Department of Biological Sciences, New York City College of Technology, The City University of New York, 285 Jay Street, Brooklyn, NY 11201, USA.
Biology PhD Program, CUNY Graduate Center, 365 5th Ave., New York, NY 10016, USA.
Syst Biol. 2020 May 1;69(3):593-601. doi: 10.1093/sysbio/syz056.

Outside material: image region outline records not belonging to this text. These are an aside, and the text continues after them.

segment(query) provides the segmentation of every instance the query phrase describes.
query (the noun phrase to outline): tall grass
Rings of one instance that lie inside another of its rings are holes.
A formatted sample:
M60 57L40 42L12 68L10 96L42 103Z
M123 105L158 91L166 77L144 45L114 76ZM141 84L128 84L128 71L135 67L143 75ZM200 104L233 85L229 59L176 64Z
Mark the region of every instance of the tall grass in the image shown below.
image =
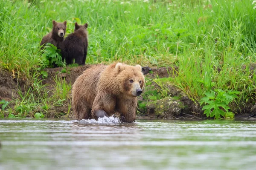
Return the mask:
M89 26L86 63L178 66L174 83L192 100L209 89L255 102L256 10L250 0L0 1L0 66L28 75L40 67L52 20Z

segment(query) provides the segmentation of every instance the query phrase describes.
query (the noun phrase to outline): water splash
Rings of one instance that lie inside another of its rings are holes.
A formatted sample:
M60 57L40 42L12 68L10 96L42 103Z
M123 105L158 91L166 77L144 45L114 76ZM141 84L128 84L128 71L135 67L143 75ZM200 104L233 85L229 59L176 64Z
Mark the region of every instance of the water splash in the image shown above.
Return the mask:
M100 118L98 121L95 119L82 119L78 121L79 124L118 124L120 123L120 119L117 118L115 115L113 115L110 117L104 116Z

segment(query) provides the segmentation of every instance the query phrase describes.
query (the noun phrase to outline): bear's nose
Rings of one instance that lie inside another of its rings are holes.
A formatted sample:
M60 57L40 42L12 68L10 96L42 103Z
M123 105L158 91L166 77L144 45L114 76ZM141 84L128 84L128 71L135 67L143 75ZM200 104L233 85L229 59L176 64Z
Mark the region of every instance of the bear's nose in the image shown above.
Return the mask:
M140 89L136 90L136 95L137 95L137 96L138 96L140 95L141 95L142 93L142 91L141 91L141 90L140 90Z

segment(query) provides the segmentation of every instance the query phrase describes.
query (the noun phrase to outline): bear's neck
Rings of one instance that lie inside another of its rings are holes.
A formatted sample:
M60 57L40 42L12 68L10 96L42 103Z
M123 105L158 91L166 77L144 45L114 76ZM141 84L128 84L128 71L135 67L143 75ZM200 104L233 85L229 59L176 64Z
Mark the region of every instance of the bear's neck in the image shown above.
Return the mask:
M63 41L64 40L64 37L61 37L58 35L58 34L56 34L55 33L54 33L54 32L52 32L52 37L53 40L56 41Z

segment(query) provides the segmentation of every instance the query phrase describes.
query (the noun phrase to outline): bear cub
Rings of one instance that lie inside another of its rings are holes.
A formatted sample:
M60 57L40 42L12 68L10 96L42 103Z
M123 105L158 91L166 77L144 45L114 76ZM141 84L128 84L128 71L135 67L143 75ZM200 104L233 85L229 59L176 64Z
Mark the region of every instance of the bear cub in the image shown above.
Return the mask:
M139 65L99 64L85 70L72 87L72 107L78 120L110 116L118 112L121 121L135 120L137 96L145 78Z
M53 44L58 49L60 49L61 43L64 40L64 35L66 33L67 21L63 23L57 23L54 20L52 20L52 30L48 34L43 37L40 46L44 45L47 43ZM41 48L43 49L44 46Z
M84 65L87 55L88 33L87 23L84 25L75 23L74 32L68 35L61 45L62 59L66 59L67 65L75 63Z

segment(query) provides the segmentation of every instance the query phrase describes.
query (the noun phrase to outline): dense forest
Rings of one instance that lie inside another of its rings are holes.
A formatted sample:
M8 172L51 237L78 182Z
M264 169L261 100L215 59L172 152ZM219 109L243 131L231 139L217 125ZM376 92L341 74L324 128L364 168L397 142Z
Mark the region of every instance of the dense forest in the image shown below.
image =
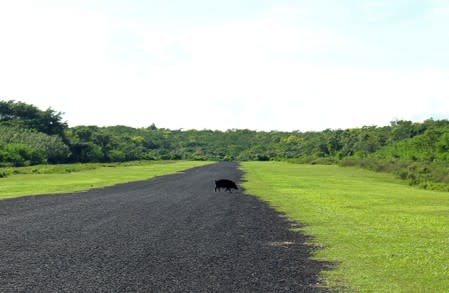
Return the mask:
M357 165L449 190L449 121L280 132L68 127L63 113L0 101L0 167L134 160L288 160Z

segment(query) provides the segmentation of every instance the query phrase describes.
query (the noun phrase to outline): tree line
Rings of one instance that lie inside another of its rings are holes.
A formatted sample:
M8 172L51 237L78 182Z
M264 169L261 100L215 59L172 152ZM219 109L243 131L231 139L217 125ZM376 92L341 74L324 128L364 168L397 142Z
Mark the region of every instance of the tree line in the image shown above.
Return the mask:
M323 131L68 127L63 113L0 101L0 166L134 160L288 160L388 171L425 188L449 186L449 121L392 121Z

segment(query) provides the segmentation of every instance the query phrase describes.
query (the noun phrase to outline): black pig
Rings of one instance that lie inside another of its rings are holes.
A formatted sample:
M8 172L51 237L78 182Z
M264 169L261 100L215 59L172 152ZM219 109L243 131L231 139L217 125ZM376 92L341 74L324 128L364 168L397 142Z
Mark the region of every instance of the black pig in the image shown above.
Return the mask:
M220 191L221 188L225 188L226 191L229 191L232 193L232 189L236 189L237 188L237 184L235 184L234 181L229 180L229 179L220 179L220 180L215 180L215 191Z

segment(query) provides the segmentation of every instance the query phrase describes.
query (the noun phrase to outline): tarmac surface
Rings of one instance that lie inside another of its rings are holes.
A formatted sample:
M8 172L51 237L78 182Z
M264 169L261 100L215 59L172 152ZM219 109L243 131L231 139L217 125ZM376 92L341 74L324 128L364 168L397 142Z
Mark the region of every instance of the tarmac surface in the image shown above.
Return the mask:
M244 191L236 163L0 201L0 292L327 292L307 237Z

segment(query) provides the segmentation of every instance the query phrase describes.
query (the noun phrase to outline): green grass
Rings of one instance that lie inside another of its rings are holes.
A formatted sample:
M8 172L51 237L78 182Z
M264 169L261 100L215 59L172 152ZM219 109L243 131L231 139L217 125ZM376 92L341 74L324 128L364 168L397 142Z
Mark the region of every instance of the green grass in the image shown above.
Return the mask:
M0 178L0 199L66 193L149 179L210 164L199 161L156 161L123 164L42 165L9 169Z
M306 224L342 292L449 292L449 193L338 166L242 163L244 187Z

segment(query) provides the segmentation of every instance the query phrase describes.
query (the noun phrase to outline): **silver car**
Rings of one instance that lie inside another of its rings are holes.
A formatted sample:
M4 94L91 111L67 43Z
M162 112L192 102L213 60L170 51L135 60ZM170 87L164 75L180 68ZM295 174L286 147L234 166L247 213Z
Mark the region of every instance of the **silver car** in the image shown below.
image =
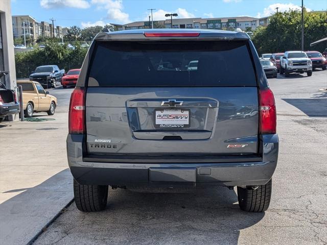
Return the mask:
M245 33L99 34L68 121L68 162L81 211L105 208L108 186L154 192L237 186L242 210L268 208L276 108Z

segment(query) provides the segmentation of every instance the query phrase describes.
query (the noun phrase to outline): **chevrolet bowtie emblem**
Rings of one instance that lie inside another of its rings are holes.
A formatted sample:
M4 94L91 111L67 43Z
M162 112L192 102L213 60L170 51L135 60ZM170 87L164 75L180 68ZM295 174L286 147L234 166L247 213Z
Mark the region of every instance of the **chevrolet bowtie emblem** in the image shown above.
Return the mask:
M163 101L161 102L161 106L167 106L168 107L181 106L183 102L183 101L176 101L176 100L168 100L168 101Z

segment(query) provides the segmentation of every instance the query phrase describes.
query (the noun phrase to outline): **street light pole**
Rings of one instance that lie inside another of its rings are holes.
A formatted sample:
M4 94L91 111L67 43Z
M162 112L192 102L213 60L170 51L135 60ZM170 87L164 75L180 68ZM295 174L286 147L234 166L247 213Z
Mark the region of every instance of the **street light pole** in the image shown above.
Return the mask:
M155 10L156 9L148 9L148 10L151 10L151 20L152 21L152 29L153 29L153 15L152 15L152 10Z
M304 40L304 38L305 38L305 25L304 25L304 22L303 21L303 0L302 0L302 6L301 6L301 9L302 9L302 16L301 16L301 19L302 19L302 33L301 35L301 50L302 50L302 51L303 51L305 49L305 40Z
M25 21L23 21L22 26L24 31L24 46L26 46L26 36L25 35Z
M178 15L176 13L174 14L166 14L165 15L166 17L170 16L170 26L171 29L173 29L173 16L178 16Z
M50 19L50 20L52 21L52 37L55 38L55 25L54 23L54 21L55 21L56 20L53 18L53 17Z

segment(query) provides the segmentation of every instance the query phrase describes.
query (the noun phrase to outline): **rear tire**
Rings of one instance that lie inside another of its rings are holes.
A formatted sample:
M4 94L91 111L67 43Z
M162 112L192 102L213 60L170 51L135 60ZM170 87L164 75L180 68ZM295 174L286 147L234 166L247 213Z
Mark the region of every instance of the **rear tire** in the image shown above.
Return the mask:
M50 108L49 109L49 110L46 112L46 113L49 116L52 116L53 115L54 115L56 105L55 105L55 103L52 102L51 102L51 104L50 105Z
M83 212L96 212L106 208L107 185L81 185L74 180L74 196L77 208Z
M251 187L242 188L238 186L239 206L247 212L263 212L269 207L271 197L272 180L265 185L259 185L257 189Z
M26 109L24 110L25 117L32 117L33 116L33 105L31 102L29 102L26 106Z
M54 80L53 83L51 85L51 87L55 88L56 87L57 87L57 84L56 83L56 80Z

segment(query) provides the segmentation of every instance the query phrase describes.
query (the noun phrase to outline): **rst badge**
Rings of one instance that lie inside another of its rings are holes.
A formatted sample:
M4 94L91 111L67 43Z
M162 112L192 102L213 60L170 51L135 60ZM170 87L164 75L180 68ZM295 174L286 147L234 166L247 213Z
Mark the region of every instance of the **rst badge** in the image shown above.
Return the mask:
M248 145L248 144L228 144L227 146L227 148L244 148L244 147Z

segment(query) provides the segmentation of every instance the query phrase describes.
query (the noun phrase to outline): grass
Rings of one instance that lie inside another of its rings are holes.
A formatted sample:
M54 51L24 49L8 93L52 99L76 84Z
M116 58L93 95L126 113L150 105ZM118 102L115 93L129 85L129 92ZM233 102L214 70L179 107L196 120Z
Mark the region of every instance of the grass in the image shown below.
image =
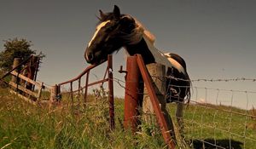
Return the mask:
M133 135L130 130L123 129L122 99L115 99L116 129L112 131L106 95L90 98L89 100L96 98L97 102L88 103L86 108L79 104L72 106L67 96L61 106L49 109L32 106L9 94L7 89L0 89L0 149L166 147L160 132L155 132L153 136L144 132ZM173 117L175 104L169 105L168 110ZM250 140L256 138L255 119L230 115L226 110L246 112L227 106L189 105L184 113L187 142L194 148L210 146L207 143L203 145L203 141L229 147L230 138L234 148L256 148L255 141ZM140 127L145 129L152 126Z

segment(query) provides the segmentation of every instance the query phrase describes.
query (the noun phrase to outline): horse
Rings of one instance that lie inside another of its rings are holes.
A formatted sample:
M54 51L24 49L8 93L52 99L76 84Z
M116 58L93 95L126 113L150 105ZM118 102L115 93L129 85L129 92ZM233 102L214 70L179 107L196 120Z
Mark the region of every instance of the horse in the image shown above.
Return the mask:
M108 59L108 54L124 48L129 55L139 54L145 65L160 63L166 68L166 103L177 102L176 116L183 117L184 100L190 98L191 82L187 73L185 60L177 54L164 54L154 46L154 36L137 19L120 14L114 5L113 12L100 11L99 23L93 37L89 42L84 58L90 64L99 64Z

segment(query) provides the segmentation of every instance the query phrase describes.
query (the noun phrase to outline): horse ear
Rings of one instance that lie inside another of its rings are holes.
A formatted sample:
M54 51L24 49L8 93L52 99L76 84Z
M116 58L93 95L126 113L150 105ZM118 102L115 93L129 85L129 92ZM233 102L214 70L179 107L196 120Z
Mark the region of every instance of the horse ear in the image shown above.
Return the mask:
M106 16L106 14L104 14L101 9L99 10L100 11L100 16L101 18L104 18Z
M116 19L119 19L121 15L120 9L117 5L114 5L113 14Z

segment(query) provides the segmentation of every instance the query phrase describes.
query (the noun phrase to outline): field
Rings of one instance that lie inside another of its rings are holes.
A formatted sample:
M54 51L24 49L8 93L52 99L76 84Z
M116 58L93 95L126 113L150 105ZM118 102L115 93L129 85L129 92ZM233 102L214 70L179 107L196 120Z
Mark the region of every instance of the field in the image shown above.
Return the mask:
M79 106L78 103L72 106L67 98L60 106L49 108L32 106L4 89L0 89L0 95L1 149L166 147L158 131L154 135L137 132L134 136L131 131L123 129L121 99L115 100L116 129L111 131L105 97L97 99L97 102L89 103L85 108ZM91 100L94 99L93 96L90 98ZM184 137L189 146L215 148L207 143L203 145L204 140L228 148L231 141L234 148L256 148L253 146L255 141L232 134L255 140L255 119L236 114L230 119L230 112L215 108L215 106L209 105L189 105L186 108ZM230 108L219 106L219 109ZM170 105L168 109L173 115L174 105ZM232 111L246 112L236 108ZM152 129L152 126L142 124L140 128L147 129Z

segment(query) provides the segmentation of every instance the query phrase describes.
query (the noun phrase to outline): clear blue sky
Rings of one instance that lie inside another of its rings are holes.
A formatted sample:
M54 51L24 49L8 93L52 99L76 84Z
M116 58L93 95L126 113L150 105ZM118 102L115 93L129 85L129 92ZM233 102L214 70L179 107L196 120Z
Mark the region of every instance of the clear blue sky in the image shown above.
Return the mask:
M183 57L192 79L256 78L256 1L253 0L2 0L0 49L3 40L26 38L33 49L47 55L38 79L47 84L66 81L88 66L84 52L95 32L98 10L112 11L114 4L154 34L158 49ZM115 54L114 64L116 67L125 64L122 52ZM123 78L117 71L115 77ZM255 84L194 83L253 91ZM119 89L116 93L124 95Z

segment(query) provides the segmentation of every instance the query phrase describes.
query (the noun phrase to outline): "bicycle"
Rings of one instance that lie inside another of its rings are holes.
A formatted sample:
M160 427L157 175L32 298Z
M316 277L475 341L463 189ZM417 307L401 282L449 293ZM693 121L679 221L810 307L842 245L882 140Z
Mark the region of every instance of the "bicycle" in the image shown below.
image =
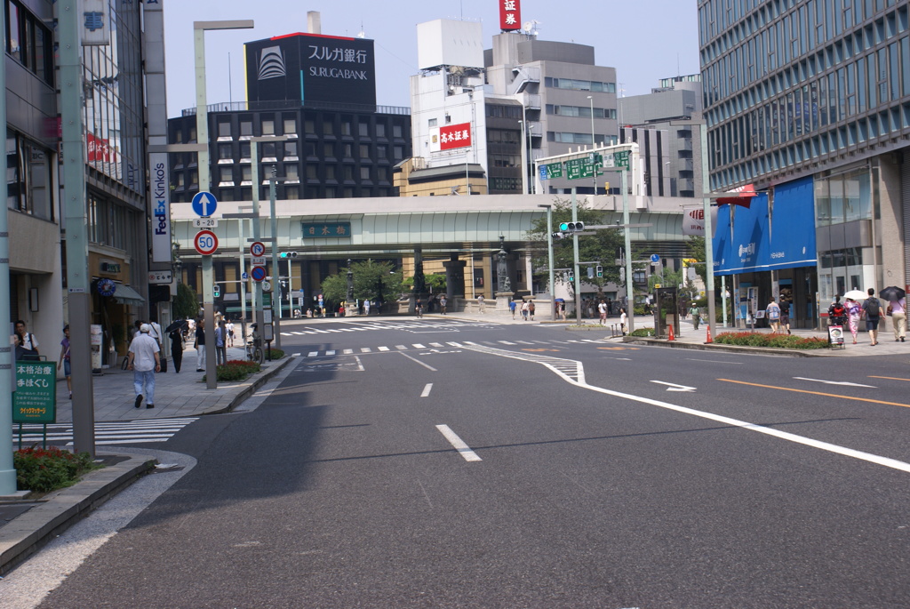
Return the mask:
M262 365L265 361L265 352L262 350L262 337L256 331L256 324L253 324L253 334L247 338L247 359L250 361Z

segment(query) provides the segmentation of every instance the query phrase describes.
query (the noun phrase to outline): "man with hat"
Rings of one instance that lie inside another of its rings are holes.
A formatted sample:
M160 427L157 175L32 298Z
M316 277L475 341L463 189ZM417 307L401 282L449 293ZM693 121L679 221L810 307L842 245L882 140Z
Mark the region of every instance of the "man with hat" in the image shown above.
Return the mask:
M158 341L148 335L151 330L147 323L142 324L139 333L129 343L126 369L133 370L136 408L142 404L143 395L146 397L146 408L155 408L155 373L161 370L161 360L158 359Z

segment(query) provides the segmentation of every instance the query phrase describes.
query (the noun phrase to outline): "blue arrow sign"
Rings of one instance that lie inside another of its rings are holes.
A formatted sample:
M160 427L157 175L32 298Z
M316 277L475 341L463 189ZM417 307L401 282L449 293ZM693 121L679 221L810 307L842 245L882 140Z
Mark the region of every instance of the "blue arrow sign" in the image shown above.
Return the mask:
M215 210L218 208L218 201L215 198L215 195L205 190L196 193L193 197L193 211L196 212L197 216L202 218L208 218L215 213Z

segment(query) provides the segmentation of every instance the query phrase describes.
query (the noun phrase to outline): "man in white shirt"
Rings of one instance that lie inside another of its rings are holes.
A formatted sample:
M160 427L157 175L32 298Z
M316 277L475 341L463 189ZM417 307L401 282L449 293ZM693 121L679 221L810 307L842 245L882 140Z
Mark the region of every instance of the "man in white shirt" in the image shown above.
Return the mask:
M133 370L136 408L142 404L143 395L146 397L146 408L155 408L155 373L161 370L161 361L158 359L158 342L148 335L151 330L152 327L147 323L142 324L139 326L139 333L129 343L126 369Z

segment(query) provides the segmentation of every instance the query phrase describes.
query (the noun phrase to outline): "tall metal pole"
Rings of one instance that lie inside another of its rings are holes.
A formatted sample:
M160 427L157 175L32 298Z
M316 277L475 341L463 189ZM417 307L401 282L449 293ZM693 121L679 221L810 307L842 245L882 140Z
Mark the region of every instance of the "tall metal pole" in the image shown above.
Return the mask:
M272 324L275 328L272 336L275 338L275 348L281 349L281 270L278 269L278 218L275 218L275 182L277 180L275 171L273 165L271 172L268 174L268 206L272 228L272 271L275 273L272 287ZM256 179L258 180L258 176L256 177ZM258 188L258 184L257 188ZM275 298L276 293L278 294L277 299ZM276 304L278 304L278 315L275 314Z
M629 155L632 158L632 155ZM630 160L630 168L632 161ZM622 224L625 225L626 249L626 319L629 321L629 334L635 331L635 283L632 280L632 228L629 227L629 187L626 168L621 167L620 186L622 188Z
M575 187L571 188L571 221L578 221L578 202L575 199ZM581 278L579 276L578 272L578 232L573 230L571 233L571 244L574 257L574 268L575 268L575 320L579 325L581 324ZM550 265L552 269L552 265Z
M76 452L94 455L95 398L89 326L92 297L91 277L88 273L88 223L86 219L86 144L82 122L84 94L82 49L79 41L82 25L79 21L80 15L76 0L58 3L64 213L66 218L66 290L70 340L73 343L73 357L70 358L73 372L73 442ZM2 215L5 220L6 214ZM5 229L3 234L5 234ZM5 238L3 242L6 242ZM6 259L6 253L0 251L0 258ZM0 288L0 293L8 294L9 291Z
M66 5L66 3L61 3ZM0 11L0 32L6 31L5 11ZM60 26L63 27L61 18ZM68 24L67 24L68 25ZM60 60L63 63L64 46L60 46ZM0 62L0 86L4 95L0 96L0 125L6 125L6 62ZM0 213L0 319L10 319L9 306L9 233L6 218L8 212ZM86 332L87 334L87 332ZM87 344L87 343L86 343ZM88 352L88 350L85 350ZM0 495L11 496L15 493L15 469L13 466L13 348L7 341L0 346ZM89 370L91 377L91 370ZM75 381L75 379L74 379ZM75 388L74 388L75 389ZM75 406L75 404L74 404Z
M711 187L709 185L710 172L708 167L708 123L703 121L699 126L702 134L702 193L704 197L704 262L708 267L707 285L705 286L706 296L708 297L708 331L712 338L714 336L714 247L713 226L711 221ZM724 322L726 317L724 317Z

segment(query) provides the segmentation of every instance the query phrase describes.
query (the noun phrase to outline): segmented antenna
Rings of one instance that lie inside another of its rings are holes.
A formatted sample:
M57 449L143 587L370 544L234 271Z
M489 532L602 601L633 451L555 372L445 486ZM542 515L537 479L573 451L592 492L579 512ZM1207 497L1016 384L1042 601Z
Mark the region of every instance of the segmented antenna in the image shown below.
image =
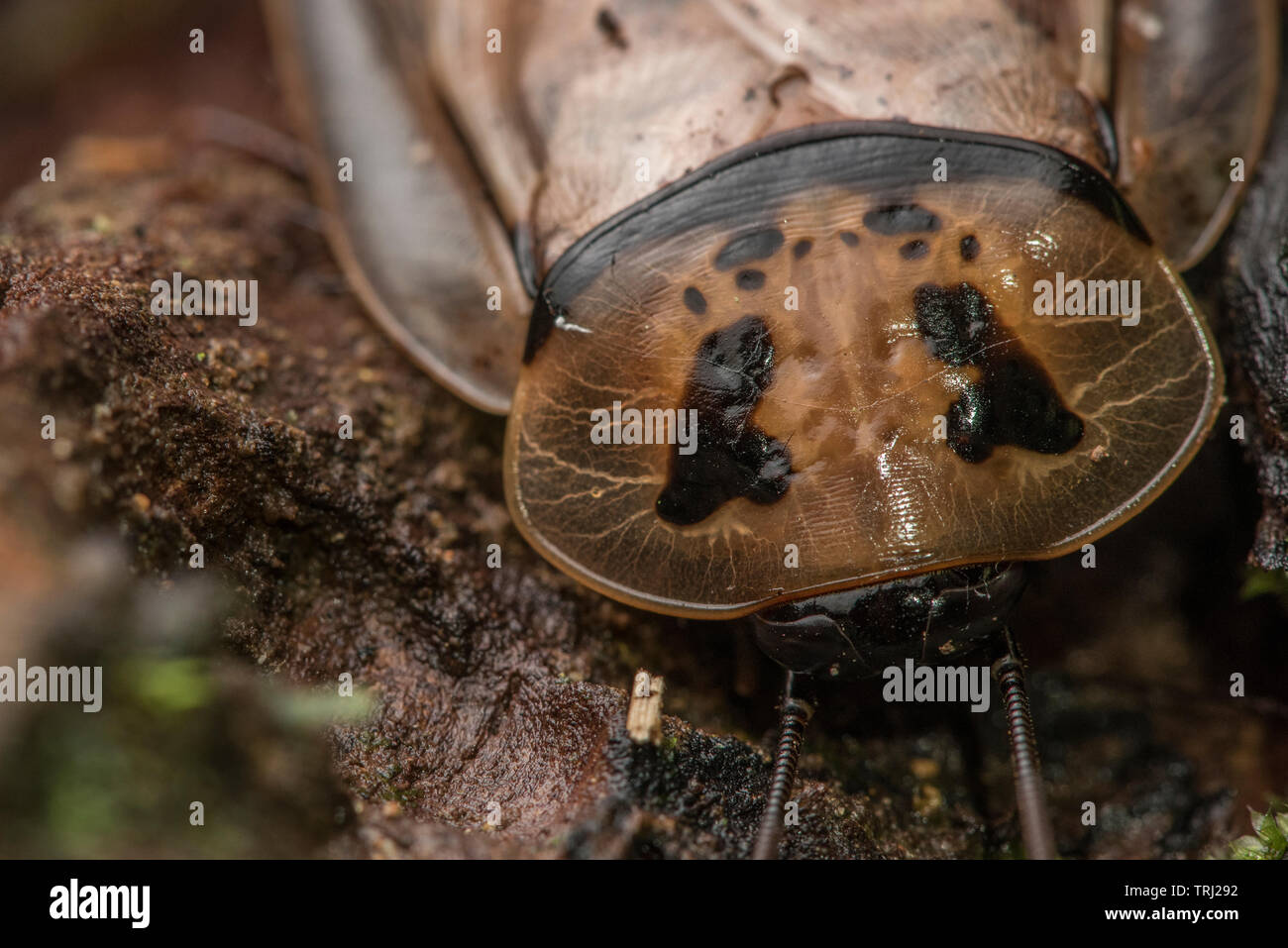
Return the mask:
M1038 761L1037 737L1029 714L1029 696L1024 689L1024 668L1016 654L1010 630L1006 631L1007 654L993 663L993 676L1006 703L1006 729L1011 738L1011 772L1015 775L1015 804L1020 810L1020 835L1029 859L1056 859L1055 832L1047 813L1042 765Z
M796 675L787 672L778 728L778 755L774 757L774 775L769 781L769 795L760 815L756 844L751 850L752 859L777 859L778 844L783 839L783 810L796 784L796 765L800 763L805 725L814 715L814 705L795 693L796 684Z

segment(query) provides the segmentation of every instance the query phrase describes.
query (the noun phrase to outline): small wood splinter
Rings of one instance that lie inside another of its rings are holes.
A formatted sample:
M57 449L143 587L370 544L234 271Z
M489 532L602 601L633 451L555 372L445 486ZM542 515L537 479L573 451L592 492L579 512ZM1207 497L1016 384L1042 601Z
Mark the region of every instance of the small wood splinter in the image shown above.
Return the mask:
M662 743L662 676L640 668L631 685L631 703L626 710L626 733L638 744Z

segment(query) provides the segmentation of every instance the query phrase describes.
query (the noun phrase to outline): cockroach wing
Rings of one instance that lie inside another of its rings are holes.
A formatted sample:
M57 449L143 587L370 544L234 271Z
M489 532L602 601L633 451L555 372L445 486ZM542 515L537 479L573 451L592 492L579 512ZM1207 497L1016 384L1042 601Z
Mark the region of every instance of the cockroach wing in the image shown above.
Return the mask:
M1118 5L1118 185L1182 270L1221 236L1261 156L1279 43L1275 0Z
M350 285L425 371L504 413L531 299L430 90L421 18L410 4L355 0L265 8L310 146L314 193Z
M757 142L605 222L550 270L524 358L523 533L607 595L711 617L1078 550L1175 478L1222 381L1094 167L891 122Z

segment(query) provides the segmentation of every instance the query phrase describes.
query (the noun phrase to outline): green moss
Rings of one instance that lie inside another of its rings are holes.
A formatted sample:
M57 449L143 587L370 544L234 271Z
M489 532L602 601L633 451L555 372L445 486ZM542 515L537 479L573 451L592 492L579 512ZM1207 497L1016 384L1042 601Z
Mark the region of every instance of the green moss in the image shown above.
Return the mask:
M1245 600L1257 596L1275 596L1280 605L1288 609L1288 572L1249 567L1244 574L1239 596Z
M1253 836L1240 836L1230 844L1231 859L1288 858L1288 801L1271 800L1265 813L1251 806Z

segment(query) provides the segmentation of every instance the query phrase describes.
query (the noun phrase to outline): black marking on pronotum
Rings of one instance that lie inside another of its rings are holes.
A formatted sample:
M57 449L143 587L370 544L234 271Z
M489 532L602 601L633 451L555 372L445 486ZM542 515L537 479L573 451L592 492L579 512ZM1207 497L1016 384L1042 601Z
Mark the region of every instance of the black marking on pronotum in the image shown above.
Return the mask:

Genomic data have had a profound impact on nearly every biological discipline. In systematics and phylogenetics, the thousands of loci that are now being sequenced can be analyzed under the multispecies coalescent model (MSC) to explicitly account for gene tree discordance due to incomplete lineage sorting (ILS). However, the MSC assumes no gene flow post divergence, calling for additional methods that can accommodate this limitation. Explicit phylogenetic network methods have emerged, which can simultaneously account for ILS and gene flow by representing evolutionary history as a directed acyclic graph. In this point of view, we highlight some of the strengths and limitations of phylogenetic networks and argue that tree-based inference should not be blindly abandoned in favor of networks simply because they represent more parameter rich models. Attention should be given to model selection of reticulation complexity, and the most robust conclusions regarding evolutionary history are likely obtained when combining tree- and network-based inference.
基因组数据对几乎所有的生物学科都产生了深远的影响。在系统分类学和系统发生学中,现在可以对数千个正在测序的基因座进行分析,以多物种合并模型(MSC)为基础,明确解释由于不完全谱系分选(ILS)而导致的基因树分歧。然而,MSC 假设在分歧后没有基因流动,因此需要额外的方法来适应这一限制。明确的系统发生网络方法已经出现,它可以通过将进化历史表示为有向无环图,同时解释 ILS 和基因流动。在这个观点中,我们强调了系统发生网络的一些优点和局限性,并认为仅仅因为它们代表了更丰富的参数模型,就盲目地放弃基于树的推断是不合理的。应该注意网络复杂性的模型选择,当结合基于树和网络的推断时,可能会得到关于进化历史的最稳健的结论。